The Outdoor Recreational Industry Roundtable released its second white paper, shared with the transition team of President-elect Donald Trump, and it outlines the expanded access to public lands and waters the roundtable believes is necessary to grow and diversify outdoor recreation in the United States.
The document calls for more grant access and seeks to require agencies managing public lands or waters to publish a “detailed economic assessment and justification” before restricting access.
The outdoor recreation industry’s continued growth and contribution to the U.S. economy “is threatened because government officials charged with public lands and waters management have erected unnecessary and unjustifiable barriers to many forms of outdoor recreation, usually without taking the harmful consequences for our economy into account,” the white paper says, according to the National Marine Manufacturers Association.
“These officials must acknowledge that diverse forms of land- and water-based recreation are legitimate, and that including them in management plans for public lands and waters is central to fulfilling their organizations' missions,” it says.

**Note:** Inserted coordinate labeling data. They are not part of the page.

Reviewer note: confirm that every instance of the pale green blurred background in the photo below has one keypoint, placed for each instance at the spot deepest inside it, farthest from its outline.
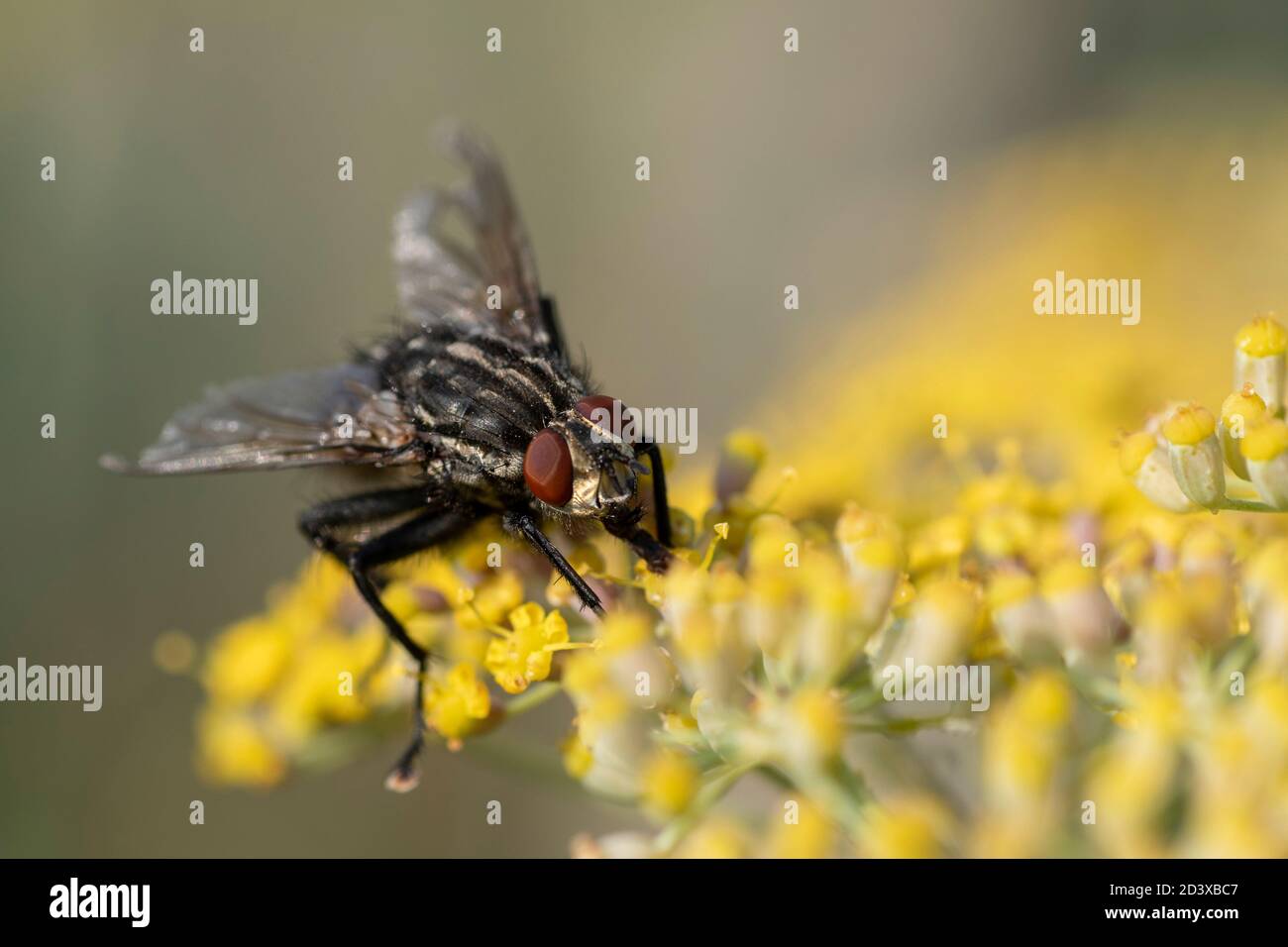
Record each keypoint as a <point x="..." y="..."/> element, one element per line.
<point x="768" y="169"/>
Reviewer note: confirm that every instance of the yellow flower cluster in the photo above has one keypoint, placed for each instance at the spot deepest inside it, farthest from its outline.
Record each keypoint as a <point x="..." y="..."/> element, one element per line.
<point x="1122" y="671"/>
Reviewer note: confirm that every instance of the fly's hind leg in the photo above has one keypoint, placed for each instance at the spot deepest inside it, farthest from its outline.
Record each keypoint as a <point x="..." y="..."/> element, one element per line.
<point x="661" y="508"/>
<point x="438" y="523"/>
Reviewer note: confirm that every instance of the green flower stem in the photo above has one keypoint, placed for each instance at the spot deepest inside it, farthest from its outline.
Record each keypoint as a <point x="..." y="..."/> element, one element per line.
<point x="532" y="697"/>
<point x="1247" y="505"/>
<point x="719" y="783"/>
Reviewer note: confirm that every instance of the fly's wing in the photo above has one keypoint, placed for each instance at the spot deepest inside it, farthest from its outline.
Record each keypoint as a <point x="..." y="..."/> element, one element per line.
<point x="443" y="278"/>
<point x="336" y="415"/>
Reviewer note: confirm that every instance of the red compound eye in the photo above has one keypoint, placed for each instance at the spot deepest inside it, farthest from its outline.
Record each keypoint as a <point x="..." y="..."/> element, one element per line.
<point x="601" y="410"/>
<point x="548" y="468"/>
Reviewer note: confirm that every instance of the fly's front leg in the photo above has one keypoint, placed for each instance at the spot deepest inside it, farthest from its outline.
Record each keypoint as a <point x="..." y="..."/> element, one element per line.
<point x="437" y="525"/>
<point x="661" y="509"/>
<point x="523" y="523"/>
<point x="653" y="553"/>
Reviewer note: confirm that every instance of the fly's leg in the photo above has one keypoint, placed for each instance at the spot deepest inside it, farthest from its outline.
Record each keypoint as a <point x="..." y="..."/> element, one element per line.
<point x="430" y="528"/>
<point x="651" y="551"/>
<point x="523" y="523"/>
<point x="661" y="509"/>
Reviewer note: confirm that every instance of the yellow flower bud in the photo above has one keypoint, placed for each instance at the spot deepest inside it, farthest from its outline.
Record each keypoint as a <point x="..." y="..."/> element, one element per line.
<point x="1196" y="455"/>
<point x="1240" y="411"/>
<point x="1258" y="360"/>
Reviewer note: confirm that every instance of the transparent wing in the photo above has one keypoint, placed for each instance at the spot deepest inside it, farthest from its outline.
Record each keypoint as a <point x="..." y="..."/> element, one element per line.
<point x="442" y="277"/>
<point x="335" y="415"/>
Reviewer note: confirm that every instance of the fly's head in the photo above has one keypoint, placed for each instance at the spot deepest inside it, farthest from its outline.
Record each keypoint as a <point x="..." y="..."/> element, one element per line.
<point x="580" y="467"/>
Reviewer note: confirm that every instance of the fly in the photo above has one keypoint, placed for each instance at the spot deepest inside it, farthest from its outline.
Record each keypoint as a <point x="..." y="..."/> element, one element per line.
<point x="469" y="408"/>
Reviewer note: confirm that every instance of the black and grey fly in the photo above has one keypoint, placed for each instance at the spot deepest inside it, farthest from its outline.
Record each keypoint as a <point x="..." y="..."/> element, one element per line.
<point x="469" y="408"/>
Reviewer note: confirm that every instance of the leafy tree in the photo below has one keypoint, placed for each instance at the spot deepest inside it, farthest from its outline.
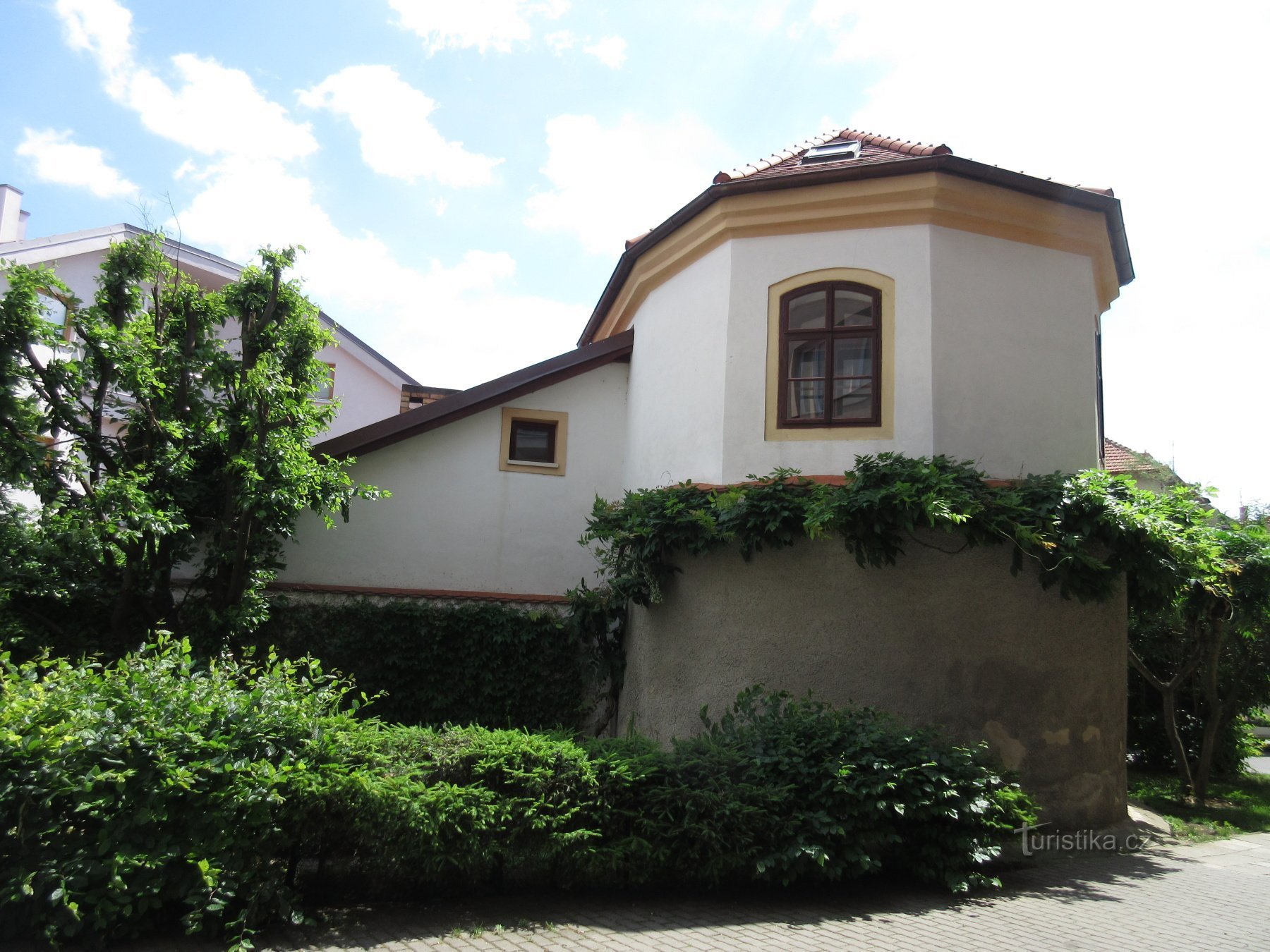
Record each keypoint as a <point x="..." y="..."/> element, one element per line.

The NMMA said some of the key requests in the white paper on access include:
- Commit to granting access for diverse recreation activities on all federally managed public lands and waters. The federal government must give diverse forms of recreation equal consideration with respect to all federal public lands and waters, although with an acknowledgement that not all forms of recreation are possible at all times in every location;
- Require any agency that manages public lands and/or waters to publish a detailed economic assessment and justification before any access restriction or prohibition is implemented. The agency should demonstrate that this assessment and justification have been taken into account in the decision-making process leading to the access restriction or prohibition; and
- Any closures or access denials must be subject to near-term periodic reviews with notice to the public and an opportunity to comment, with the potential for the management plan to be reopened and reconsidered. Periodic reviews especially must include an opportunity for local stakeholder input so that the front-line communities most affected by access restrictions and prohibitions have a voice in the process. At a minimum, local stakeholders must be allowed to participate in developing a collaborative access scheme.